After a period of quarantine, the swan would be given to a zoo or animal park rather than released back to the lake, Frédéric Hofmann, responsible for animal welfare in the canton, told newspaper Le Matin at the time.
The decision caused uproar amongst the public, with many people expressing their anger on a Facebook group set up to campaign for the bird's release.
“It's hurting no one, this swan. I've seen it for the past five months in Vevey – if it wasn't accepted by the others it would have gone somewhere else long ago,” said one commenter, before criticizing the decision to put it in captivity.
Speaking to the paper, the person behind the Facebook group said: “We have been deeply moved by its brutal and incomprehensible capture. It's perfectly adapted [to the lake] and seemed very happy. We don't understand the need to quarantine it and then put it in a zoo.”
The emotion surrounding the case caused the authorities to change their mind, and the bird was finally released back into Lake Geneva last week by the head of Vaud's environment department, Jacqueline de Quattro.
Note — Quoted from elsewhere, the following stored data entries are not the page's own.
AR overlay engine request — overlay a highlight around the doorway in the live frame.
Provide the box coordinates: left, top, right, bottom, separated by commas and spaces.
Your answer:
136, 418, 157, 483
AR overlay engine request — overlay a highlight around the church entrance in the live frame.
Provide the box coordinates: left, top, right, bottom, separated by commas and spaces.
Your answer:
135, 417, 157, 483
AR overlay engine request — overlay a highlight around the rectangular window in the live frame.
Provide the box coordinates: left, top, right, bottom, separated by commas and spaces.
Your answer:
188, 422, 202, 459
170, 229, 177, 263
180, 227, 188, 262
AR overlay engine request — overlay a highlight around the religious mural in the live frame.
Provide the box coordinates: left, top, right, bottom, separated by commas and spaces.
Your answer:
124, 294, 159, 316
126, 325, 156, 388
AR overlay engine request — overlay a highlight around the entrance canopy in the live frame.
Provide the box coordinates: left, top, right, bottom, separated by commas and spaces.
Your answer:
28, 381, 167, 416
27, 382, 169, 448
But now a Swiss animal protection group has questioned the action, saying the bird's re-release could be illegal.
Speaking to NZZ am Sonntag at the weekend, Francois Turrian of BirdLife Suisse said since the bird was a non-native species there was a “risk of competition with indigenous species”.
“That's why the federal law on the hunting and protection of birds and wild animals forbids the reintroduction of such an animal into nature. Its place is in a park,” he said.
In this particular case, black swans are not able to reproduce with native species, so there is little risk.
However the action by Jacqueline de Quattro was a “bad example” that could push the owners of other exotic animals – such as tortoises – to release them into the wild without thinking of the damage they could cause, Turrian told the paper.
“We don't understand why, if not for an electoral reason, a cantonal councillor would decide not to follow federal law.”
On Monday de Quattro defended her actions, telling the press that since ‘Nelson' can't reproduce with native species he therefore will have no impact on biodiversity.
“I absolutely dispute the suggestion I showed a bad example,” she said, saying that the swan was very different to other cases involving exotic animals.